SACReD organizers have attracted dozens of volunteers to produce their planned 12 hours of varied programming each day. Beyond the airing of public policy issues, WRYR will present general interest shows ranging from gardening to bluegrass.

“We’ve been through a lot of ups and downs getting this thing going,” said Mike Shay, the SACReD organizer who has been the force behind the project. “We think we are on the leading edge of something, and now we’re trying to help other people so it can happen for them, too.”

Terry Nyman, who will be writing for WRYR, described the station as a massive undertaking. “It’s huge for SACReD. We’ve put a lot on the line. But now we’ve got the license, and we’re learning as we go. It’s pretty cool,” she said.

— Bill Lambrecht

Way Downstream ...

Along Anne Arundel County’s South River — where PCBs have been discovered recently — don’t be surprised if more baby boys are born. A study at Michigan State University last week found that men with higher levels of polychlorinated biphenyls — PCBs, industrial chemicals banned in the 1970s — are slightly more likely to have male offspring …

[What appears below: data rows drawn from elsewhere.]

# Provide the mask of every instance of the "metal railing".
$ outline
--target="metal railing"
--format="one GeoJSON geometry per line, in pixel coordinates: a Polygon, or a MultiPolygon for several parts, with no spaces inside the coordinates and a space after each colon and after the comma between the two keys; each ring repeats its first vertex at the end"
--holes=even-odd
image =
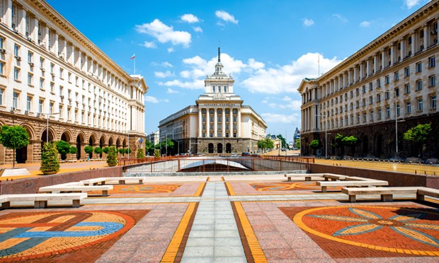
{"type": "Polygon", "coordinates": [[[307,170],[309,160],[262,158],[156,158],[121,159],[128,173],[307,170]]]}

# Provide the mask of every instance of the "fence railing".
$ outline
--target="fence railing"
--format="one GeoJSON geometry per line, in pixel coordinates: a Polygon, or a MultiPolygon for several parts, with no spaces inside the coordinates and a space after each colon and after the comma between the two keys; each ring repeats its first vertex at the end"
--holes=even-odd
{"type": "Polygon", "coordinates": [[[307,170],[309,161],[261,158],[121,159],[127,173],[307,170]]]}

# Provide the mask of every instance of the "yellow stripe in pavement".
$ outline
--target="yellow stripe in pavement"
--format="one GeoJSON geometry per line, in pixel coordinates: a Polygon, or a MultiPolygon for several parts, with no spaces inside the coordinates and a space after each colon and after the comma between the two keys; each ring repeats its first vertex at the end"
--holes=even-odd
{"type": "Polygon", "coordinates": [[[234,204],[236,209],[236,213],[238,214],[238,216],[239,218],[239,221],[241,221],[242,230],[244,230],[244,233],[246,235],[246,238],[247,239],[249,247],[250,248],[250,251],[251,252],[251,256],[253,257],[254,262],[268,262],[267,258],[263,254],[262,248],[261,248],[259,242],[258,241],[258,239],[256,238],[256,236],[253,231],[251,225],[250,225],[250,221],[249,221],[247,216],[246,216],[246,213],[244,211],[244,208],[242,208],[241,202],[235,201],[234,204]]]}
{"type": "Polygon", "coordinates": [[[169,245],[168,245],[168,248],[161,258],[161,262],[174,262],[176,257],[177,256],[177,252],[178,252],[178,248],[180,248],[180,245],[181,244],[183,238],[186,231],[186,228],[189,224],[190,217],[195,211],[195,203],[190,203],[189,204],[189,206],[188,206],[188,209],[183,216],[183,218],[180,221],[180,224],[178,224],[177,230],[173,234],[173,237],[172,237],[172,240],[171,240],[169,245]]]}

In Delaware, quick action in the dead of night by a barge worker who wound up soaked in oil prevented an even bigger spill than the 500 gallons that sprayed from a broken pipe and fouled the Nanticoke River at a DuPont Co. plant near Seaford last weekend …

In Canada, amateur anthropologist Bill Jamieson might have just the lawn ornament you’ve been seeking: a 158-year-old, 40-foot-long skeleton of a humpback whale, that was once on display in a Niagra Falls museum. He’s auctioning it on ebay and hopes to get $350,000 …

Our Creature Feature comes from Hong Kong, where two fish breeders are hoping that Bruce the Giant Goldfish makes it into the Guinness Book of World Records. Just how big is this goldfish? He’s 37.2 centimeters, which translates to about 15 inches for old-fashioned measurers.

Louis and Jackie Chan (his real name) attributed the size of their mighty goldfish to selective breeding, good diet and lots of exercise. “Every fish breeder dreams of owning the biggest fish,” Louis told Reuters. Next, the brothers plan to market a black-and-white hybrid, one of about 20 they have bred in recent years.